7. Il ne ressort pas des écritures et des pièces transmises à l’appui de la requête que Mme B... ait exercé à l’encontre de la décision du 18 juillet 2025 qu’elle conteste le recours administratif préalable obligatoire, cité au point 5, auprès de la maison départementale des personnes handicapées du Doubs. Invitée par une demande de régularisation qui lui a été adressée par une lettre recommandée avec avis de réception le 8 octobre 2025, notifiée le 11 octobre 2025, Mme B... n’a pas, à l’expiration du délai de quinze jours qui lui était imparti, justifié avoir exercé le recours préalable à l’encontre de la décision du 18 juillet 2025, produit la décision prise sur ce recours préalable ou justifié de l’impossibilité de produire cette décision.
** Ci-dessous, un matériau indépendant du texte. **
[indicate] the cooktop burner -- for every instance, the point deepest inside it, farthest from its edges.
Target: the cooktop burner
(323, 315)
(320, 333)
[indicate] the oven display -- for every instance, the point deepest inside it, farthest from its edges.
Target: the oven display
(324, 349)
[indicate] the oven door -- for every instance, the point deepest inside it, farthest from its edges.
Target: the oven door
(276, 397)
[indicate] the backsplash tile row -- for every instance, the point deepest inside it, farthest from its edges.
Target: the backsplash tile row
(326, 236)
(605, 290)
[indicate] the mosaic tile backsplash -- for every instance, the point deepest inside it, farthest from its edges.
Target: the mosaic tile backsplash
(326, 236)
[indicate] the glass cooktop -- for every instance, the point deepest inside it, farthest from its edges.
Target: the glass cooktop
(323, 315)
Ainsi, en l’absence d’exercice du recours administratif préalable obligatoire prévu aux articles R. 241-35 et R. 241-36 du code de l’action sociale et des familles, les conclusions présentées par Mme B... concernant la RQTH sont manifestement irrecevables et peuvent être rejetées en application du 4° de l’article R. 222-1 du code de justice administrative.




ORDONNE :


Article 1er : Les conclusions de Mme B... aux fins d’annulation de la décision du 18 juillet 2025 portant sur l’allocation aux adultes handicapés sont rejetées comme portées devant une juridiction incompétente pour en connaître.

Article 2 : Le dossier de la requête de Mme B... concernant l’allocation aux adultes handicapés est transmis au tribunal judiciaire de Montbéliard (Pôle social).

Article 3 : Le surplus des conclusions présentées par Mme B... est rejeté.

Article 4 : La présente ordonnance sera notifiée à Mme A... B... et au président du tribunal judiciaire de Montbéliard.


Fait à Besançon le 1er décembre 2025.


La présidente de la 2ème chambre,


S. Grossrieder


La République mande et ordonne au préfet du Doubs en ce qui le concerne, ou à tous commissaires de justice à ce requis, en ce qui concerne les voies de droit commun contre les parties privées, de pourvoir à l’exécution de la présente décision.